INTERIOR: fine decorative scheme in place incorporating decorative plasterwork, decorative brass door furniture, timber fireplaces to service wing. Screen door leading to stairhall with elaborate plasterwork cornicing, broad keystoned segmental arch on fluted pilasters and panelled walls incorporating stepped, lugged architraves and panelled timber doors; dog-leg staircase with decorative timber balusters and carved square section newel posts with obelisk finials as at gatepiers. Room to SW with compartmented ceiling, mutuled cornice, broad segmental arch on paired fluted pilasters leading to inglenook with panelled overmantel incorporating mirror, sunburst-pattern fireplace of small glazed fire bricks and some wall panelling. Dining room with bowed door, corniced and bracketed firesurround with swag frieze, and folding dividing door leading to tower room with 'scrollwork icing' in tower angle. Maid's box made by 'D J J M Mitchell' 'Stonehaven' lists 'Front Door', 'Back Door' 'Dining Room' 'Drawing Room' 'Library' and 5 'Bedrooms'.
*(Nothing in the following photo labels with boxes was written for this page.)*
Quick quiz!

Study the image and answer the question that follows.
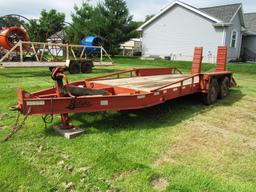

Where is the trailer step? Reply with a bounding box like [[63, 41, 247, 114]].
[[53, 126, 85, 139]]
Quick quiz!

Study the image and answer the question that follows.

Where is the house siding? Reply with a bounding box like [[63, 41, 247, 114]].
[[142, 5, 225, 63], [243, 35, 256, 53], [226, 14, 243, 60]]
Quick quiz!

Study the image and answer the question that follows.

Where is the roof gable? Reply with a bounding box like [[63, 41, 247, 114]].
[[200, 3, 242, 23], [138, 1, 221, 31], [138, 0, 244, 31], [244, 13, 256, 33]]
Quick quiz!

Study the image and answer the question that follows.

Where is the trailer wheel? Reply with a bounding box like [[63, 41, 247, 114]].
[[218, 77, 230, 99], [68, 61, 80, 74], [81, 60, 93, 73], [203, 79, 219, 105]]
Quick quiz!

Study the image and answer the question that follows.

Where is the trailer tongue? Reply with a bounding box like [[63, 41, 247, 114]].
[[14, 47, 233, 138]]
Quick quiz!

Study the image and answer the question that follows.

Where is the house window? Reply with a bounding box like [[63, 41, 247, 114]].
[[230, 29, 237, 48]]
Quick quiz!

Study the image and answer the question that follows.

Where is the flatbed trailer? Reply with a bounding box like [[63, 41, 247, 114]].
[[17, 47, 235, 136]]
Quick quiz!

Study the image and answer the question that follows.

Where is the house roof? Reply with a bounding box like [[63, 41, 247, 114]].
[[200, 3, 242, 23], [244, 13, 256, 33], [138, 0, 243, 31]]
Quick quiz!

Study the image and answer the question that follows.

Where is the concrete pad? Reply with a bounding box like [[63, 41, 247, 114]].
[[53, 126, 85, 139]]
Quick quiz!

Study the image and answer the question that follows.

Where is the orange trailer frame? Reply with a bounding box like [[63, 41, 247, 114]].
[[17, 47, 234, 129]]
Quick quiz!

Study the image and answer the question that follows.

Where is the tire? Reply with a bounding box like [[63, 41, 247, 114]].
[[81, 60, 93, 73], [218, 77, 230, 99], [68, 61, 80, 74], [203, 79, 219, 105]]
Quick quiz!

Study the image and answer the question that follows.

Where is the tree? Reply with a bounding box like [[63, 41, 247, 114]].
[[66, 2, 95, 44], [95, 0, 133, 55], [145, 15, 155, 22], [0, 15, 25, 27], [27, 9, 65, 42]]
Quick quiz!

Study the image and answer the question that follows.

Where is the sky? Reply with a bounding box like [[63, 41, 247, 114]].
[[0, 0, 256, 21]]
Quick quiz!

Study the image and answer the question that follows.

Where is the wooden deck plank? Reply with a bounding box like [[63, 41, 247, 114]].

BOUNDARY WALLS, GATEPIERS AND GATES: low saddleback-coped boundary walls with inset railings. Square-section rusticated ashlar gatepiers with fluted frieze, cornice and obelisk finials, 2-leaf decorative ironwork gates incorporating centre band with 'CLAREMONT'.
A deceptively ornate interior lies within this relatively plain late Victorian villa which stands in its own grounds on what was at the turn of the twentieth century, the outskirts of town. The land, extending to approximately three roods, was feued in 1901 to solicitor Daniel Cooper Booth. There was a clause in the deeds stating that a house be built within five years, and plans were approved on 14th May, 1901. Building was clearly expensive, as Mr Booth was declared bankrupt soon after building was completed. Tradition says that he chose the rather austere exterior while his wife was given a free hand with the interior detail. Claremont was subsequently purchased by a dentist, who used the dining room as a dental surgery and the front porch as a waiting room. An early photograph in the owner's possession shows the porch prior to enclosure, presumably before conversion to a waiting room. Claremont is advertised for rent by Mrs Booth in Reid's 'Picturesque Stonehaven', with the address given as King's Road.